Hi-Fort, Inc. v. Burnette

4 Citing cases

  1. Sheets v. Sheets

    57 N.C. App. 336 (N.C. Ct. App. 1982)   Cited 4 times

    Nor is it necessary to discuss appellants' evidentiary questions. This case falls squarely under the rule enunciated in Mott v. Land Co., 146 N.C. 525, 60 S.E. 423 (1908), as applied in Hi-Fort, Inc. v. Burnette, 42 N.C. App. 428, 257 S.E.2d 85 (1979). Hi-Fort states that "where the party claiming adversely was found to have recognized the cotenancy by, in previous years, having bought . . . shares of the property from the heirs of the party through whom all were claiming title," the presumption of ouster will not arise. 42 N.C. App. at 435, 257 S.E.2d at 90.

  2. Wachovia Bank of N.C. v. Weeks

    149 N.C. App. 234 (N.C. Ct. App. 2002)

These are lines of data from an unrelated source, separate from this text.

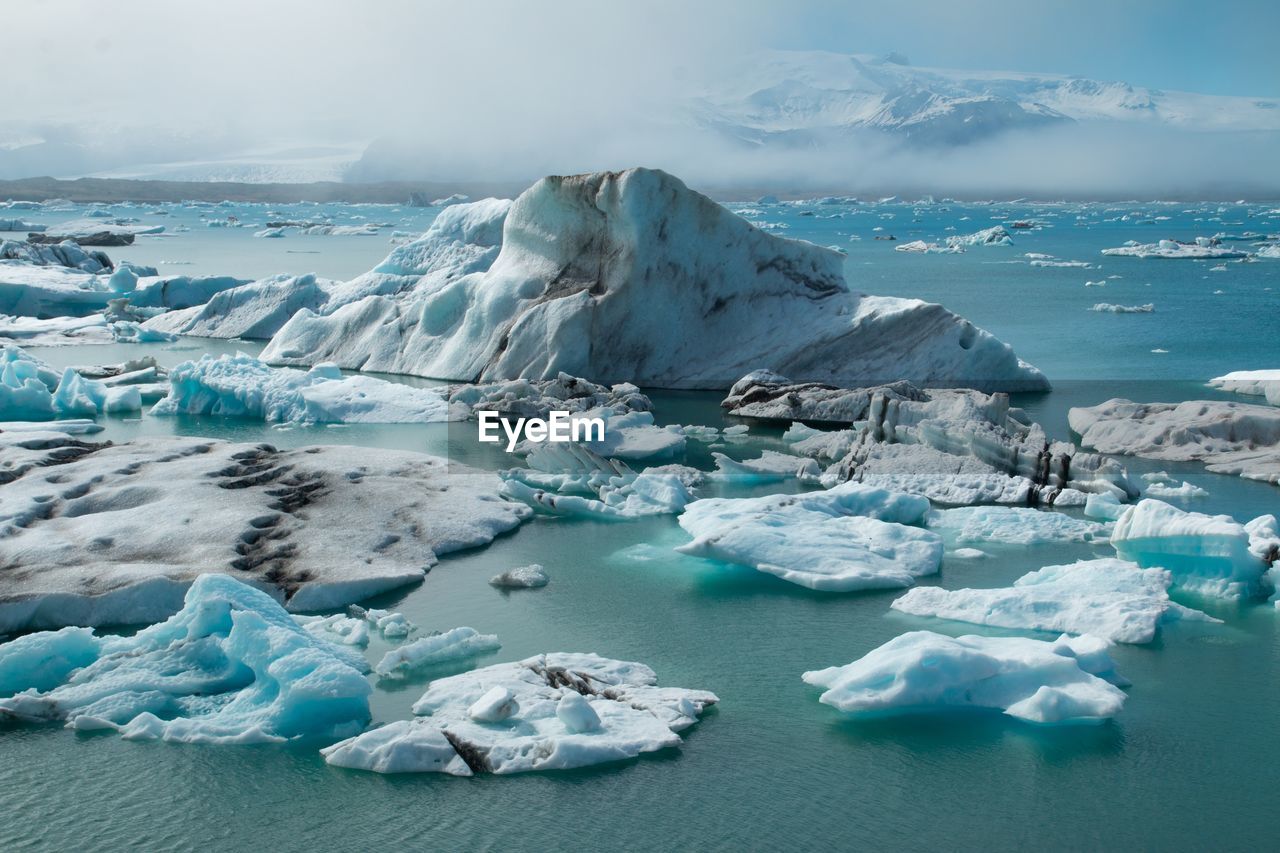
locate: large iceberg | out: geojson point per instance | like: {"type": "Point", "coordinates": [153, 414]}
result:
{"type": "Point", "coordinates": [1228, 437]}
{"type": "Point", "coordinates": [241, 386]}
{"type": "Point", "coordinates": [1206, 553]}
{"type": "Point", "coordinates": [101, 534]}
{"type": "Point", "coordinates": [231, 666]}
{"type": "Point", "coordinates": [547, 712]}
{"type": "Point", "coordinates": [1110, 598]}
{"type": "Point", "coordinates": [849, 538]}
{"type": "Point", "coordinates": [632, 277]}
{"type": "Point", "coordinates": [1069, 680]}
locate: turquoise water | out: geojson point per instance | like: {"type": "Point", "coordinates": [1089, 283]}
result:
{"type": "Point", "coordinates": [1191, 763]}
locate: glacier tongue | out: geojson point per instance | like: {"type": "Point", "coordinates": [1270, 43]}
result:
{"type": "Point", "coordinates": [632, 277]}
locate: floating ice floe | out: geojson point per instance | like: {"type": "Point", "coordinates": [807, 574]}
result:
{"type": "Point", "coordinates": [848, 538]}
{"type": "Point", "coordinates": [1208, 555]}
{"type": "Point", "coordinates": [231, 666]}
{"type": "Point", "coordinates": [30, 389]}
{"type": "Point", "coordinates": [584, 304]}
{"type": "Point", "coordinates": [571, 479]}
{"type": "Point", "coordinates": [1228, 437]}
{"type": "Point", "coordinates": [530, 576]}
{"type": "Point", "coordinates": [1110, 598]}
{"type": "Point", "coordinates": [462, 240]}
{"type": "Point", "coordinates": [552, 711]}
{"type": "Point", "coordinates": [241, 386]}
{"type": "Point", "coordinates": [952, 446]}
{"type": "Point", "coordinates": [1110, 308]}
{"type": "Point", "coordinates": [115, 534]}
{"type": "Point", "coordinates": [1252, 383]}
{"type": "Point", "coordinates": [456, 644]}
{"type": "Point", "coordinates": [1014, 525]}
{"type": "Point", "coordinates": [1070, 680]}
{"type": "Point", "coordinates": [539, 397]}
{"type": "Point", "coordinates": [1202, 247]}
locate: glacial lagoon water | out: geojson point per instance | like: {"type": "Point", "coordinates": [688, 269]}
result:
{"type": "Point", "coordinates": [1191, 763]}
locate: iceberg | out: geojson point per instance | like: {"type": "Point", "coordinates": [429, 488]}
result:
{"type": "Point", "coordinates": [1228, 437]}
{"type": "Point", "coordinates": [583, 264]}
{"type": "Point", "coordinates": [513, 717]}
{"type": "Point", "coordinates": [1014, 525]}
{"type": "Point", "coordinates": [1202, 247]}
{"type": "Point", "coordinates": [241, 386]}
{"type": "Point", "coordinates": [455, 644]}
{"type": "Point", "coordinates": [1252, 383]}
{"type": "Point", "coordinates": [231, 666]}
{"type": "Point", "coordinates": [1070, 680]}
{"type": "Point", "coordinates": [114, 534]}
{"type": "Point", "coordinates": [849, 538]}
{"type": "Point", "coordinates": [1208, 555]}
{"type": "Point", "coordinates": [1110, 598]}
{"type": "Point", "coordinates": [530, 576]}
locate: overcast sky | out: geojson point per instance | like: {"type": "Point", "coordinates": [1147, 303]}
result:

    In order for this presumption to arise, "the sole possession for 20 years must have continued without any acknowledgment on the possessor's part of title in his co-tenant." Hi-Fort, Inc. v. Burnette, 42 N.C. App. 428, 434, 257 S.E.2d 85, 90 (1979). Here, aside from the period in 1950 when defendant first took possession of the disputed tract, there was no express or active acknowledgment by defendant of shared title with any co-tenant during the ensuing thirty-six years, 1950 to 1986.

  3. Herbert v. Babson

    74 N.C. App. 519 (N.C. Ct. App. 1985)   Cited 3 times

    Collier v. Walker, supra. However, if the tenant in possession does anything to recognize title of the cotenants during the twenty-year period, the presumption of ouster does not arise. Mott v. Land Company, 146 N.C. 525, 60 S.E. 423 (1908); Sheets v. Sheets, supra; Hi-Fort, Inc. v. Burnette, 42 N.C. App. 428, 257 S.E.2d 85 (1979). We hold that the listing of the property for county taxes in the name of the "Heirs of Henry Herbert" which includes all tenants in common, and the payment of taxes and insurance premiums by all the tenants in common are acts sufficient to show recognition of the title of the petitioners by the respondent appellees so as to prevent the presumption of constructive ouster from arising.

  4. Ellis v. Poe

    73 N.C. App. 448 (N.C. Ct. App. 1985)   Cited 5 times

    The forecast of evidence does not show that Napoleon was made aware of the alleged cotenancy. Indeed, two years later, without seeking the joinder of any cotenants, Napoleon conveyed outright another four acre tract to Grover Ellis. This outright conveyance tends to indicate that he did not acknowledge the cotenancy two years earlier. Hence, unlike Hi-Fort, Inc. v. Burnette, 42 N.C. App. 428, 257 S.E.2d 85 (1979) and Sheets v. Sheets, 57 N.C. App. 336, 291 S.E.2d 300, disc. rev. denied, 306 N.C. 559, 294 S.E.2d 371 (1982), there was no express or active acknowledgment of a cotenancy by the possessor, Napoleon Ellis. Further, the events surrounding execution of these conveyances occurred several years after the requisite twenty year period had expired, and in no event did these actions constitute an acknowledgment of cotenancy by Napoleon Ellis. The ouster thus had already occurred, having taken effect as of the initial date of Napoleon's taking of possession. Collier v. Welker, supra.